My mother remembers their arrival; she was on the local welcoming committee, which delivered gift baskets. Realtors do that now, I think, and nobody does it at all if you rent, but old habits still held sway back then. Mom, Judy Miller, and Lydia Caporale gave the Chandlers a week’s time to settle in, and then they all walked over and knocked on the door one morning, fresh pastries and coupon books in hand; I tagged along, as I always did.
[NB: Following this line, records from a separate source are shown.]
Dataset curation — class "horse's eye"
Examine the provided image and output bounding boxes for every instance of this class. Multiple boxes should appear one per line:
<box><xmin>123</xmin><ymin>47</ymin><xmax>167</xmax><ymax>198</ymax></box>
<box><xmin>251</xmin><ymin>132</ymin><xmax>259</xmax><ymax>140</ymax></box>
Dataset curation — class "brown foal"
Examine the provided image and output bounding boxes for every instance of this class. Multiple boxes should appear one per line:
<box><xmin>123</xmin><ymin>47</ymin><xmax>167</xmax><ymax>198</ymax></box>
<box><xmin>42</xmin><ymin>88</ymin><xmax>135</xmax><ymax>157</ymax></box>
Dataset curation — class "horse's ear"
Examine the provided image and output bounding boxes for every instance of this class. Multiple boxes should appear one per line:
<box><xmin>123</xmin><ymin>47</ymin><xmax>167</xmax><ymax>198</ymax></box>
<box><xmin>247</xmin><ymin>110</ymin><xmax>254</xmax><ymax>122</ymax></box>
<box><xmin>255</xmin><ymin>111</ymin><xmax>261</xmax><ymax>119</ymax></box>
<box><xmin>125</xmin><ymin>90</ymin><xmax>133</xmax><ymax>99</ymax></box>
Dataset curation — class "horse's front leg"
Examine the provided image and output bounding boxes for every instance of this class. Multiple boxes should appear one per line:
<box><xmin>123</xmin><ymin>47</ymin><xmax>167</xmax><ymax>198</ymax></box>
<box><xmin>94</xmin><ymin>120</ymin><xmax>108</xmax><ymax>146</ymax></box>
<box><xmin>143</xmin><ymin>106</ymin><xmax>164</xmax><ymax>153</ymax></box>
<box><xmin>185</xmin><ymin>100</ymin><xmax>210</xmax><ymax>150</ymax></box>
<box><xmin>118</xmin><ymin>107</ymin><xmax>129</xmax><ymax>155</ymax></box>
I was two and a half, Mom tells me. Gage was my size, and only a few months younger. We spotted each other immediately through a forest of grown-up legs, and were inseparable for the next few years. He was my first best friend: there were other kids on the block, but we played together almost every day—first in parallel play, as two-year-olds do, and, over time, learning what interests we shared: windup motorcycles, climbing hills, digging with shovels. The last of these got us into trouble once: we’d wrangled a spade from a gardening closet, and dug in my backyard til we hit water. We must have gotten into some trouble, but I remember the incident of the big hole in the backyard as mainly a success: Gage got excited watching the water bleed in as we dug. It was contagious.
It was Gage who, when we were a year or two older, passed on the legend of the Mean Man to me. I suspect that the reach of this legend ended about three blocks away from Gage’s door, but it held the allure of ancient myth: when we’d walk past the Mean Man’s house, Gage would find some detail to indicate the threat that lay within. His gifts for locating new features in a relatively drab landscape were considerable.
The house itself was unremarkable—California ranch, like almost everything else on the block, slapped-on stucco in simple earth tones: sun-bleached yellow, mustard-brown. The lawn in front was also brown: creeping dichondra was popular on our street, and whoever lived in the Mean Man’s house had gone with the flow at some point, but hadn’t kept it up. The dead vines made a sort of fairy-tale carpet leading to his door.
We all knew about the White Witch from talk on the playground. But the White Witch was two towns over and a world away. The Mean Man, on the other hand, was practically right next door. If a threat could be conjured, then that threat would seem real. We avoided stepping on his dead lawn; if I was walking alone, I’d cross the street to avoid it.